STORY WITHIN A STORY:
Wuthering Heights (1847), Emily Bronte’s only novel is a stark passionate romantic novel, very reminiscent of Shakespeare’s, with its stormy scenes in his tragedies. According to Emily Bronte it has a wild and cruel reality and is original beyond any other novel of that century.
Emily Bronte’s narrative technique is like a Chinese Box, which has a box inside the other. Wuthering Heights can be aptly described as a Chinese Box; for as we enter the novel we keep entering one room of the novel and then another and we are taken into these rooms in the novel by different characters, from each of whom, an new story emerges. But at the same time we remain connected to the entire novel. Hence one may call Emily Bronte’s Wuthering Heights, a story within a story.
Though slightly awkward and hard to believe, the narrative used could not have been any other but this particular mode as it is the narrative that makes the story more comprehensible.
The narrative starts with the coming of a stranger, Mr. Lockwood, to the Heights, and who becomes curious about the house and insists in knowing more about the landlord. Then the housekeeper then tells him the story about Heathcliff, the owner of the house. She recounts the 30yrs of events, complete with dialogue. Some which involved herself or said in her presence, while dome were second hand from others in the house and out of lit.
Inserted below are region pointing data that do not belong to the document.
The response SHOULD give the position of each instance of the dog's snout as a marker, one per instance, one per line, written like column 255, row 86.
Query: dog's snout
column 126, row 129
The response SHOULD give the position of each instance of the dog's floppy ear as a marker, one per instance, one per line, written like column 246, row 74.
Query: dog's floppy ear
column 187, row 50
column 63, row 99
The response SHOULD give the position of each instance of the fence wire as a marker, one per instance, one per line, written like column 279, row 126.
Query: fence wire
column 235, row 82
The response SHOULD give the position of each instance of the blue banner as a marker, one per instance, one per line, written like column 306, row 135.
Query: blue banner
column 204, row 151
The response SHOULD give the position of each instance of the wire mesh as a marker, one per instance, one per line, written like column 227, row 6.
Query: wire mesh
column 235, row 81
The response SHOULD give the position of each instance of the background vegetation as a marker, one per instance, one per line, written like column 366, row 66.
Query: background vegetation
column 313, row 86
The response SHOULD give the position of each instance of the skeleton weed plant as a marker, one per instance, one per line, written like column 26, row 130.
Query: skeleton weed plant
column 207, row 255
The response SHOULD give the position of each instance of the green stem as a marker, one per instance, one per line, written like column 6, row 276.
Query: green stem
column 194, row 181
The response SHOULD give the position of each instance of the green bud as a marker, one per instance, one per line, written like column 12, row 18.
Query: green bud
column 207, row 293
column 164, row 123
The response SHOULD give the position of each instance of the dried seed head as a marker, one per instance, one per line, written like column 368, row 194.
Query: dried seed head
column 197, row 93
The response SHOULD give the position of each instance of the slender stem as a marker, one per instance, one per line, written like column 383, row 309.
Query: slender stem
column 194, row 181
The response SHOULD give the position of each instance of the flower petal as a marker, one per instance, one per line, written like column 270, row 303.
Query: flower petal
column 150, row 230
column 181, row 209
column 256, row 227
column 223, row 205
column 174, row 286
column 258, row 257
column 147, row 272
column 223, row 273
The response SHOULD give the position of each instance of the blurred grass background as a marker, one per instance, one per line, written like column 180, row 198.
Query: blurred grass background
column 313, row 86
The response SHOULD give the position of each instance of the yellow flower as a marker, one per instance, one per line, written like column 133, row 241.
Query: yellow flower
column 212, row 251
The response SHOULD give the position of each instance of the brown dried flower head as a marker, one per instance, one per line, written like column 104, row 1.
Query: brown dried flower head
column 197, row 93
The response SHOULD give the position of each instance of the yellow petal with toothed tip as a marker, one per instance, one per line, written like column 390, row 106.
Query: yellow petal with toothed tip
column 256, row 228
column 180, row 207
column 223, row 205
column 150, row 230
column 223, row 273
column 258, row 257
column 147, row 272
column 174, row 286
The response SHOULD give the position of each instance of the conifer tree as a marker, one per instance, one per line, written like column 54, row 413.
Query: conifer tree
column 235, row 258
Lockwood records all of this and 9 months later when he returns again Nelly tells the remaining story and Lockwood records this too. All these records make up the novel, which is narrated in the first person, singular. And who better to narrate than Ellen Dean, the housekeeper of both Wuthering Heights and Thrushcross Grange, the two houses that set the stage for the novel. Again, who better than the housekeeper, to feel the emotions of the characters living in these houses, and to express them explicitly?
Moreover, Ellen Dean, the housekeeper keeps the pace of the n novel moving with her lucid narrating and is later assisted in the narration, first by Mr. Lockwood who describes this visits to the landlord Heathcliff and then by Nelly.
To illustrate the Chinese Box, technique, the story begins with the narration by Mr. Lockwood, and then shifts to the housekeeper’s narration. Mrs. Dean is actually the principal narrator and her earlier narration is in fact, Lockwood’s narration.
Through this narrative, Bronte succeeds in blending authenticity to her tale, maintains an objective viewpoint, and subtly shifts the readers’ sympathy.